The economic consequences are not theoretical. The major U.S. software firms generate the bulk of their revenue outside the United States. A patent doctrine that exempts the cross-border supply of software components from infringement liability denies U.S. patent holders any meaningful remedy against foreign sales of products built around their inventions. As we noted in our analysis of indirect IP enforcement strategies, sophisticated patent owners have found workarounds — foreign filings, parallel trade secret claims, contractual restrictions on the master copies they distribute — but these are partial substitutes for the direct remedy that § 271(f) was designed to provide.
The Case for Legislative Action
The Court in Microsoft was explicit that any expansion of § 271(f) to reach intangible components was a matter for Congress. The opinion repeatedly invoked the principle that patent law operates territorially and that the presumption against extraterritorial application is strong. Both points are sound. They also cut in favor of, not against, legislative action. If § 271(f) reflects a deliberate congressional judgment that the United States may regulate the supply of components for foreign assembly, that judgment should apply to software components on the same terms it applies to tangible ones. Congress can make that equivalence explicit by amending the statute.
A clean fix would substitute “component, including a copy of a software component made or transmitted from the United States” for the existing language. The amendment would resolve Microsoft without disturbing the broader principle of territoriality. It would also align the patent statute with the practical reality of how modern technology is manufactured and distributed.
Counterarguments
Two objections deserve attention. The first is that any expansion of § 271(f) invites international friction by extending U.S. patent law into foreign markets that have their own patent regimes. The objection has force, but it applies equally to the existing version of § 271(f), which has not produced the friction its critics predicted. The second objection is that an amendment would benefit large patent holders disproportionately. That may be true. It is not a reason to leave intact a doctrinal gap that distorts the choice between hardware and software implementations of the same invention. The right response to concerns about patent assertion is targeted reform, not the preservation of an arbitrary loophole.
Conclusion
Section 271(f) was a sensible response to the problem identified in Deepsouth. Its application to software, as constrained by Microsoft v. AT&T, is incoherent. Congress should restore the original symmetry by clarifying that the cross-border supply of software components from the United States falls within the same rule that has governed tangible components for nearly four decades. The cost of doing so is modest. The cost of leaving the doctrine as it stands is a patent system that systematically undervalues the inventions it most needs to protect.
Frequently Asked Questions
What did Microsoft v. AT&T decide?
In Microsoft Corp. v.

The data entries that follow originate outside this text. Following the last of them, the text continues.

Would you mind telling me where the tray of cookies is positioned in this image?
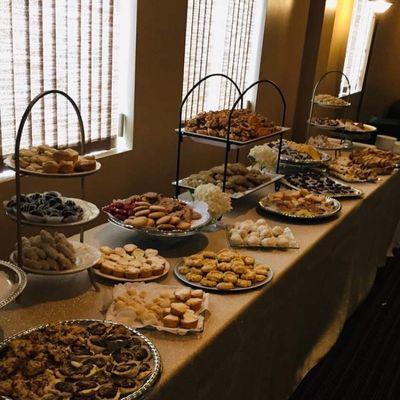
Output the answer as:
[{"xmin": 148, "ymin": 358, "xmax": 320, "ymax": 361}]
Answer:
[
  {"xmin": 0, "ymin": 319, "xmax": 161, "ymax": 400},
  {"xmin": 93, "ymin": 244, "xmax": 170, "ymax": 282},
  {"xmin": 106, "ymin": 282, "xmax": 209, "ymax": 335},
  {"xmin": 103, "ymin": 192, "xmax": 211, "ymax": 237},
  {"xmin": 10, "ymin": 230, "xmax": 101, "ymax": 276},
  {"xmin": 4, "ymin": 145, "xmax": 101, "ymax": 178},
  {"xmin": 174, "ymin": 249, "xmax": 274, "ymax": 293}
]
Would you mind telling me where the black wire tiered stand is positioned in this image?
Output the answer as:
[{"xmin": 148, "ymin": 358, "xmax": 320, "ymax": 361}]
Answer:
[
  {"xmin": 5, "ymin": 89, "xmax": 101, "ymax": 288},
  {"xmin": 173, "ymin": 73, "xmax": 290, "ymax": 197},
  {"xmin": 307, "ymin": 70, "xmax": 367, "ymax": 152}
]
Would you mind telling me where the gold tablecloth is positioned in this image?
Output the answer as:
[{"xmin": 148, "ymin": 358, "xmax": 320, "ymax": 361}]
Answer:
[{"xmin": 0, "ymin": 174, "xmax": 400, "ymax": 400}]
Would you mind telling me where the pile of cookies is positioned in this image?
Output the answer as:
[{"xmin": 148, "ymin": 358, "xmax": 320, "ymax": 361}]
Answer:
[
  {"xmin": 18, "ymin": 230, "xmax": 76, "ymax": 271},
  {"xmin": 184, "ymin": 109, "xmax": 279, "ymax": 142},
  {"xmin": 106, "ymin": 283, "xmax": 205, "ymax": 329},
  {"xmin": 103, "ymin": 192, "xmax": 201, "ymax": 231},
  {"xmin": 14, "ymin": 145, "xmax": 96, "ymax": 174},
  {"xmin": 95, "ymin": 244, "xmax": 168, "ymax": 279},
  {"xmin": 177, "ymin": 249, "xmax": 270, "ymax": 290}
]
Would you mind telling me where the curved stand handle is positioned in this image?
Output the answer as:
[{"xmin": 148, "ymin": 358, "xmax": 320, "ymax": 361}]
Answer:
[
  {"xmin": 14, "ymin": 89, "xmax": 86, "ymax": 267},
  {"xmin": 222, "ymin": 79, "xmax": 286, "ymax": 192},
  {"xmin": 175, "ymin": 73, "xmax": 243, "ymax": 197}
]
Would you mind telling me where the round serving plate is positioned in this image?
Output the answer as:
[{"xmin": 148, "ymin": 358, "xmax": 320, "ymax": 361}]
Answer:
[
  {"xmin": 93, "ymin": 261, "xmax": 171, "ymax": 282},
  {"xmin": 0, "ymin": 319, "xmax": 161, "ymax": 400},
  {"xmin": 3, "ymin": 197, "xmax": 100, "ymax": 228},
  {"xmin": 10, "ymin": 240, "xmax": 101, "ymax": 276},
  {"xmin": 258, "ymin": 197, "xmax": 342, "ymax": 221},
  {"xmin": 4, "ymin": 155, "xmax": 101, "ymax": 178},
  {"xmin": 174, "ymin": 260, "xmax": 274, "ymax": 293},
  {"xmin": 0, "ymin": 260, "xmax": 26, "ymax": 309},
  {"xmin": 103, "ymin": 201, "xmax": 211, "ymax": 238}
]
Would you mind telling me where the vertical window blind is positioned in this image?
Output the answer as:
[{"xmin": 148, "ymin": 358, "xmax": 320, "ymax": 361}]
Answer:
[
  {"xmin": 183, "ymin": 0, "xmax": 266, "ymax": 118},
  {"xmin": 0, "ymin": 0, "xmax": 121, "ymax": 155},
  {"xmin": 340, "ymin": 0, "xmax": 375, "ymax": 96}
]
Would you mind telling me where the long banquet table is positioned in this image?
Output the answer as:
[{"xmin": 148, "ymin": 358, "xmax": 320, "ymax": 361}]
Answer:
[{"xmin": 0, "ymin": 174, "xmax": 400, "ymax": 400}]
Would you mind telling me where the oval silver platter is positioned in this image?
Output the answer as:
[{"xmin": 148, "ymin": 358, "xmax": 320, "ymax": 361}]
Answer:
[
  {"xmin": 3, "ymin": 197, "xmax": 100, "ymax": 228},
  {"xmin": 0, "ymin": 319, "xmax": 161, "ymax": 400},
  {"xmin": 0, "ymin": 260, "xmax": 26, "ymax": 309},
  {"xmin": 4, "ymin": 156, "xmax": 101, "ymax": 178},
  {"xmin": 174, "ymin": 260, "xmax": 274, "ymax": 293}
]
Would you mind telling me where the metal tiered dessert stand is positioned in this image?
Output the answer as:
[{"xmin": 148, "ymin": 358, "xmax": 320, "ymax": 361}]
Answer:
[
  {"xmin": 6, "ymin": 89, "xmax": 101, "ymax": 288},
  {"xmin": 174, "ymin": 74, "xmax": 290, "ymax": 197}
]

AT&T Corp., 550 U.S. 437 (2007), the Supreme Court held that § 271(f) does not reach the supply of master copies of software from the United States to foreign manufacturers who then install copies on computers sold abroad. The Court reasoned that the master disks themselves were not the components combined into the infringing devices; rather, copies generated abroad were combined, and § 271(f) does not cover foreign-made copies.
Why does the tangible/intangible distinction matter?
Section 271(f) was enacted in 1984 to close a loophole identified in Deepsouth Packing v. Laitram, where a U.S. manufacturer avoided infringement by shipping unassembled components abroad for foreign assembly. The provision speaks in terms of ‘components’ that are ‘supplied or caused to be supplied.’ When applied to software, courts have struggled to identify what counts as a component.
What change does this Article propose?
This Article argues that Congress should amend § 271 to reach the cross-border supply of software components on terms parallel to its treatment of tangible components, eliminating the gap that Microsoft v. AT&T preserved.